The first chapter deals with the difficult task of dating New Testament books and the history of dating New Testament books by various scholars from the 1800s to the present. In the second chapter, “The Significance of 70, ” Robinson tries to show that since this was such a significant date in New Testament times, it seems strange that none of the Gospel writers mention it if they had written, as assumed by most New Testament scholars, after Jerusalem’s destruction. In fact, it seems that most New Testament scholars date the Gospels after A.D. 70 because of their uncritical dogmatism that the Gospels could not contain prophecies of Jerusalem’s destruction.
In chapter three Robinson attempts to date the Pauline letters. He accepts the basic historicity of Acts and tries to fit Paul’s letters into the Acts framework. He accepts the South Galatian view, namely, that Paul ministered in south and middle Asia Minor but holds a North Galatian dating, namely, late 56, in Paul’s third missionary journey. The first Pauline Epistles were 1 and 2 Thessalonians in early 50 and early 51, respectively. He dates the prison Epistles (Philippians, Philemon, Colossians, Ephesians—in that order) in A.D. 58 while Paul was imprisoned in Caesarea. Surprisingly, in that same incarceration he would place Titus
BSac 135:540 (Oct 78) p. 364
(spring, 57) and 2 Timothy (autumn, 58).

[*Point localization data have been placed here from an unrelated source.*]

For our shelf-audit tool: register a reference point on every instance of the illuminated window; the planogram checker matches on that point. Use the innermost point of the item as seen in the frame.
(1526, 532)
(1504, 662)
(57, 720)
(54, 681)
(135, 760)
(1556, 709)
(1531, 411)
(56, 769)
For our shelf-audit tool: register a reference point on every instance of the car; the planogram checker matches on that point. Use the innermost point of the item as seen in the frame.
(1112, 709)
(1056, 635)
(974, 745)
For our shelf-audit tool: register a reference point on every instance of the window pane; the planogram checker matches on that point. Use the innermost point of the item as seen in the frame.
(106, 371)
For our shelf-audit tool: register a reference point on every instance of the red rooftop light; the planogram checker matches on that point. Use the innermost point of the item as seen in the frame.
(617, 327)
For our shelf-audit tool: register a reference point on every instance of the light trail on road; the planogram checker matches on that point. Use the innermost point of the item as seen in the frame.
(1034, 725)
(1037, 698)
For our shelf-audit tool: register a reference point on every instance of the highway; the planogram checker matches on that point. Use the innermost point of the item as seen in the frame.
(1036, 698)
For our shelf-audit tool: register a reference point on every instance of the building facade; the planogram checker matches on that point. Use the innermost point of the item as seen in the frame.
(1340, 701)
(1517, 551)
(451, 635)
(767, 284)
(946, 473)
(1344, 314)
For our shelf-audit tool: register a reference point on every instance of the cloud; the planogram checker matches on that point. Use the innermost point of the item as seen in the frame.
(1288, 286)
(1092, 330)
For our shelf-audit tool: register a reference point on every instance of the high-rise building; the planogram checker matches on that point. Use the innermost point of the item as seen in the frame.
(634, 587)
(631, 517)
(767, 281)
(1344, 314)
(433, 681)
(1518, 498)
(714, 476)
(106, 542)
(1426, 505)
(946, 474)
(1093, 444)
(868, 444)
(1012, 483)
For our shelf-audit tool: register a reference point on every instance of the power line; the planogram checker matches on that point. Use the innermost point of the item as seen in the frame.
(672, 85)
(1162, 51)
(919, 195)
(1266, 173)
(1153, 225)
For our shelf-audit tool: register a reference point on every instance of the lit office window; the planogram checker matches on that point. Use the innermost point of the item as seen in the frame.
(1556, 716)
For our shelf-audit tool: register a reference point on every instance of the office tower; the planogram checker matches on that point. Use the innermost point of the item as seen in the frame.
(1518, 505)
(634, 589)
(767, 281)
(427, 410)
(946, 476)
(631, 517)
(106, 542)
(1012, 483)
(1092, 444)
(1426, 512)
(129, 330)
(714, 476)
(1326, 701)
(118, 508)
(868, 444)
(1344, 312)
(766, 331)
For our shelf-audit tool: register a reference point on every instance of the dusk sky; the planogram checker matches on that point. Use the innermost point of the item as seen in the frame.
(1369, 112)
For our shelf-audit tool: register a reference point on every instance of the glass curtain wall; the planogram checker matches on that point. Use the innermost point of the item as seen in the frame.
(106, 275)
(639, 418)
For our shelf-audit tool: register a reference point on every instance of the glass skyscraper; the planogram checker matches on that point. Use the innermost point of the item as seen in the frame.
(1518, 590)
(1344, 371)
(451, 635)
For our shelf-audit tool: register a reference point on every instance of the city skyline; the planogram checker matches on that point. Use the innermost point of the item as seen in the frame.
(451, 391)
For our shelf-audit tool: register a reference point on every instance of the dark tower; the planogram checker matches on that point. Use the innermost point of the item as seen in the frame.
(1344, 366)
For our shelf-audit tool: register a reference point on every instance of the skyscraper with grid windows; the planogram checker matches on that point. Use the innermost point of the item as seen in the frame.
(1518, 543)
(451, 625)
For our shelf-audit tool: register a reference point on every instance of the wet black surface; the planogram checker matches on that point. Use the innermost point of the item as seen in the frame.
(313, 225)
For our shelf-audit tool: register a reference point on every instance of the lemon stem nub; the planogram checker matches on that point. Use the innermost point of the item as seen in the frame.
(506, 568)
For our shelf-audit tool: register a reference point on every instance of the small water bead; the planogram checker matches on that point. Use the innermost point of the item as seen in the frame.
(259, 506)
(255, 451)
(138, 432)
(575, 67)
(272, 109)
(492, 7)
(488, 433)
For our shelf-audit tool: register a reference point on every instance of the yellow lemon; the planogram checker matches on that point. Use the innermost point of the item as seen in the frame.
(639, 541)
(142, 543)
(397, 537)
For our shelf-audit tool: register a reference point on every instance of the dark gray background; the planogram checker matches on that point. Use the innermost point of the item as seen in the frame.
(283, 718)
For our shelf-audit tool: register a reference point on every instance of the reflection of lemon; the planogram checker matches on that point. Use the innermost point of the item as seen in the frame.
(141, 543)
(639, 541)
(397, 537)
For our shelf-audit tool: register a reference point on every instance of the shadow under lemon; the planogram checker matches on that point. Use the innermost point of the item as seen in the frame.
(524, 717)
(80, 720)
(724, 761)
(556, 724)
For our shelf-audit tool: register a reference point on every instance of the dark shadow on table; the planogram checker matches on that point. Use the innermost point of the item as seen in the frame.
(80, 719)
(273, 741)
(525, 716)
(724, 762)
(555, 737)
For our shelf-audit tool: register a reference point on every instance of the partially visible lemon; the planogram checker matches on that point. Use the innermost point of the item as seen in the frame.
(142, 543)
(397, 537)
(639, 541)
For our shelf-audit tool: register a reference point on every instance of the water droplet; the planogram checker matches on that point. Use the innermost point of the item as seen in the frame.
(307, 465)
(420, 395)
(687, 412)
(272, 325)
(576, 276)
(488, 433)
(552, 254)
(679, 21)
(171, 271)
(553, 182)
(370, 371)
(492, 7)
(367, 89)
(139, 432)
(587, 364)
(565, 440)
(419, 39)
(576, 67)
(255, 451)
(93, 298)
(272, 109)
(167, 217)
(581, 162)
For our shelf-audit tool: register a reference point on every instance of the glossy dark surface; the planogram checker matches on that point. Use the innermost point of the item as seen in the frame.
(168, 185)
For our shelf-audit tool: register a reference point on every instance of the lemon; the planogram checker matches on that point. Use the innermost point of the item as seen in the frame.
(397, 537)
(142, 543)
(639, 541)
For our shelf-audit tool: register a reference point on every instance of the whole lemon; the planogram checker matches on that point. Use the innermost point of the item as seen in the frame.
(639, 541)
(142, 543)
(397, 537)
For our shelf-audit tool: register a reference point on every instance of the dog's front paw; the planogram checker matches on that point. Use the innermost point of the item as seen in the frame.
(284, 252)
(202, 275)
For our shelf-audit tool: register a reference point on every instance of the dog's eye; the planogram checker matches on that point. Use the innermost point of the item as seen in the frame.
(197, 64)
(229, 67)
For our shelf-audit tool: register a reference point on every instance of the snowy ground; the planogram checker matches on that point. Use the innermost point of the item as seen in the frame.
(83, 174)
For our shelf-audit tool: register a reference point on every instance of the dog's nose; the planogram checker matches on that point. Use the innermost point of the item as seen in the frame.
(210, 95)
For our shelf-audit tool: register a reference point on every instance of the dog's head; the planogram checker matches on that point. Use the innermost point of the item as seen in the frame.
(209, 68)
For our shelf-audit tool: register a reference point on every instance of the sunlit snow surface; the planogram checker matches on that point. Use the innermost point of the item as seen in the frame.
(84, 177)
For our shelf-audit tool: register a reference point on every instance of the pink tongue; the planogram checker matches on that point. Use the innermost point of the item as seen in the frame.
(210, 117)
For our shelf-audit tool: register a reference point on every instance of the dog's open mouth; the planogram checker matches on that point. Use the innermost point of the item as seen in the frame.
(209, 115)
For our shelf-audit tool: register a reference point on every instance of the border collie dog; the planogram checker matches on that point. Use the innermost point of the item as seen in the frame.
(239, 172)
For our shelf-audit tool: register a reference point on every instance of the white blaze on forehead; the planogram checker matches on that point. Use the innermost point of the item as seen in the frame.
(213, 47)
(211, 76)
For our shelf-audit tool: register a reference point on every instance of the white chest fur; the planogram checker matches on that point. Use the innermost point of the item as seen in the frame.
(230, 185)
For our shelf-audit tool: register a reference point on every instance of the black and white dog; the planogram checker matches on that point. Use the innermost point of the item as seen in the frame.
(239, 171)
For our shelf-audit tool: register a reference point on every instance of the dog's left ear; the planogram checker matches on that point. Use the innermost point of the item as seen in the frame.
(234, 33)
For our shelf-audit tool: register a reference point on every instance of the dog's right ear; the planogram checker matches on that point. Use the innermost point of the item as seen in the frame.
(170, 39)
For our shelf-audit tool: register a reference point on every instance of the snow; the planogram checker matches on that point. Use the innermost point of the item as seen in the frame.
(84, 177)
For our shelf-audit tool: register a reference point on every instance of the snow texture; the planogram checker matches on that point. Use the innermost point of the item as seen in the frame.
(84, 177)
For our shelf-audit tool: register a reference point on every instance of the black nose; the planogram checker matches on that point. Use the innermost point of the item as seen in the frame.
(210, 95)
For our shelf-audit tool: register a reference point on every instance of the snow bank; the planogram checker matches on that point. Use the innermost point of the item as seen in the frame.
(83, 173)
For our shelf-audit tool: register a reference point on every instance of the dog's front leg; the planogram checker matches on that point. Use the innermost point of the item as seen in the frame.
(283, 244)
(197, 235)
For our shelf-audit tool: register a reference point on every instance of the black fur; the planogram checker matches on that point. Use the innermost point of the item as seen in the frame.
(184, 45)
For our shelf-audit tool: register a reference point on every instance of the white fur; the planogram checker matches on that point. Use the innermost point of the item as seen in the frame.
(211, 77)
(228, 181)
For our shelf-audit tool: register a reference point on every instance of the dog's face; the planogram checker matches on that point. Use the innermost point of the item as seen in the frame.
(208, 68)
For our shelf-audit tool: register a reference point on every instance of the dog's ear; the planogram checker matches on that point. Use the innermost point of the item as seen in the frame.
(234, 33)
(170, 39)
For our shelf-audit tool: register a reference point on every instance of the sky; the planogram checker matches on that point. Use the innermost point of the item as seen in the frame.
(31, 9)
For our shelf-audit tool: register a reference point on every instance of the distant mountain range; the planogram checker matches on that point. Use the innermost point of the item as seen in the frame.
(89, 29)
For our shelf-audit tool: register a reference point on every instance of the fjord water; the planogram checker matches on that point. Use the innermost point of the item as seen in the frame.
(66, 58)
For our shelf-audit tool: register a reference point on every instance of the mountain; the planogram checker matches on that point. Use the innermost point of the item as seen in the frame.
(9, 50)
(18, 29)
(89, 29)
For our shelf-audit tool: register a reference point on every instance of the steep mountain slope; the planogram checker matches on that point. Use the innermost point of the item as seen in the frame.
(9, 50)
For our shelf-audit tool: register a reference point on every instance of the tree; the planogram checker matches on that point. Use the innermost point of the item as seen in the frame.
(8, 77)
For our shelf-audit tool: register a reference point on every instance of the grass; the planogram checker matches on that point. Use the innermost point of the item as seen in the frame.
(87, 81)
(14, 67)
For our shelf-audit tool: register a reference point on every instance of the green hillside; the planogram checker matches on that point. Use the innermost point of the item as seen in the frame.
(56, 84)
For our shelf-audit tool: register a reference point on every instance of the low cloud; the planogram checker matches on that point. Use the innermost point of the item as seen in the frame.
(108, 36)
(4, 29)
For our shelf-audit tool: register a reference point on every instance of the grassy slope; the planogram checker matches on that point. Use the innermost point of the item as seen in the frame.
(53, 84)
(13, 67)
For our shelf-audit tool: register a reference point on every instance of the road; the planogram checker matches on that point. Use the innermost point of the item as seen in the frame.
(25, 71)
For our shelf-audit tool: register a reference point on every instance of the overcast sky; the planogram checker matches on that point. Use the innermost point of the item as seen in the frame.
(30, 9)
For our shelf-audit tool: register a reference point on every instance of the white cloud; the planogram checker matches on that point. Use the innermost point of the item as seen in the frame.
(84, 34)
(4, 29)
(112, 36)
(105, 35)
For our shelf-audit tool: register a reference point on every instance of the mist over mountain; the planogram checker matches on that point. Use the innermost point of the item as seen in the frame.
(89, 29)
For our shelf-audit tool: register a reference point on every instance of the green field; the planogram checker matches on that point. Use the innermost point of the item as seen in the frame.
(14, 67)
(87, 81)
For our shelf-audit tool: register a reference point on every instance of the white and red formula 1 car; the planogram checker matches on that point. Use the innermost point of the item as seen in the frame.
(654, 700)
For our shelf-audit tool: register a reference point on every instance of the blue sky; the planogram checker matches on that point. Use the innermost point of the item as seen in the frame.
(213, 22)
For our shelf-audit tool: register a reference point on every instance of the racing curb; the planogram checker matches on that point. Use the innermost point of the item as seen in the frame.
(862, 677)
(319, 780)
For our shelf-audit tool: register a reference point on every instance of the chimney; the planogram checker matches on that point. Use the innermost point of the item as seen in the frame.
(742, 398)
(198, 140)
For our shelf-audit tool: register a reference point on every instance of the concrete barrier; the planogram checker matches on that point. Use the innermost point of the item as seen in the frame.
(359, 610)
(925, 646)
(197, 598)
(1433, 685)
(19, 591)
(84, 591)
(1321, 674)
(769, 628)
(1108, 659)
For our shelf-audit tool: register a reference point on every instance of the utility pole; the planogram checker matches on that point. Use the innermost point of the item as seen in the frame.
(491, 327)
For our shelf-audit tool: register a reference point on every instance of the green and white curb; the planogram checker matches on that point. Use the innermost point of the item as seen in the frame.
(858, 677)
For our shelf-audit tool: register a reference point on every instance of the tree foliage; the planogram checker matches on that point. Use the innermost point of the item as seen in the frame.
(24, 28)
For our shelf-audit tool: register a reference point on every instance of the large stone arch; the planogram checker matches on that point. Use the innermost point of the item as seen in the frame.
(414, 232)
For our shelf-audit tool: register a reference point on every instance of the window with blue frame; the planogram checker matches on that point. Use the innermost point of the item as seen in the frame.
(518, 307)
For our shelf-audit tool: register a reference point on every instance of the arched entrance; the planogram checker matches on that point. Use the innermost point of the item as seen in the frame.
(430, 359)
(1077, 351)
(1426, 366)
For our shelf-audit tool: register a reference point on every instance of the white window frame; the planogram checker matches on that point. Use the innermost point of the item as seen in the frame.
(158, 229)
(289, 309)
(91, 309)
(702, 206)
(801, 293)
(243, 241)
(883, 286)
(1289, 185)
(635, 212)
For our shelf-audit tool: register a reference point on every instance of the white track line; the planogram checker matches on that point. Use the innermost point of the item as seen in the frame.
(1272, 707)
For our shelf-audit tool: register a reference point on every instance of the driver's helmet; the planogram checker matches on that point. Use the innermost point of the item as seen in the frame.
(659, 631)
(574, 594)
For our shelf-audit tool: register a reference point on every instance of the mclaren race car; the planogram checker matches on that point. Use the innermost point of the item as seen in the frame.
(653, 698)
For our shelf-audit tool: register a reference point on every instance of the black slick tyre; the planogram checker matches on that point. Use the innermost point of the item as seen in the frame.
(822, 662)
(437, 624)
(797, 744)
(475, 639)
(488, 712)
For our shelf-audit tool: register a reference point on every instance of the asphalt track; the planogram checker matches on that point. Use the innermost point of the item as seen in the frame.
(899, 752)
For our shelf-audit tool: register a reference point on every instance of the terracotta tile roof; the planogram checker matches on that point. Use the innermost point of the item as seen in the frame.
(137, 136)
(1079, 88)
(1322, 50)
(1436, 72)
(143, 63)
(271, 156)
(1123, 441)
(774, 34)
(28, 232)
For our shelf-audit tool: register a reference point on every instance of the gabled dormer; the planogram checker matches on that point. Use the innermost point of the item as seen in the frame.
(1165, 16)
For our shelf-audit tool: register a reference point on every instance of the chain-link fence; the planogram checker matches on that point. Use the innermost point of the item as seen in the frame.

First Timothy was written, according to Robinson, on Paul’s third journey in the autumn of 55. He follows Reicke in placing the pastoral Epistles within the Acts period and not after it. Most readers will not accept his view that the prison Epistles were not written in Rome. Also placing the pastoral Epistles at about the same time has some problems. Robinson minimizes the difference of tone between the prison Epistles, in which Paul anticipates release, and 2 Timothy, in which Paul does not anticipate release.
Robinson’s fourth chapter deals with Acts and the Gospels. Accepting Luke as the author of Acts and arguing that nothing is said about the deaths of Paul and James, the Lord’s brother, in Jerusalem in A.D. 62, or the destruction of Jerusalem, Robinson argues that Acts mu...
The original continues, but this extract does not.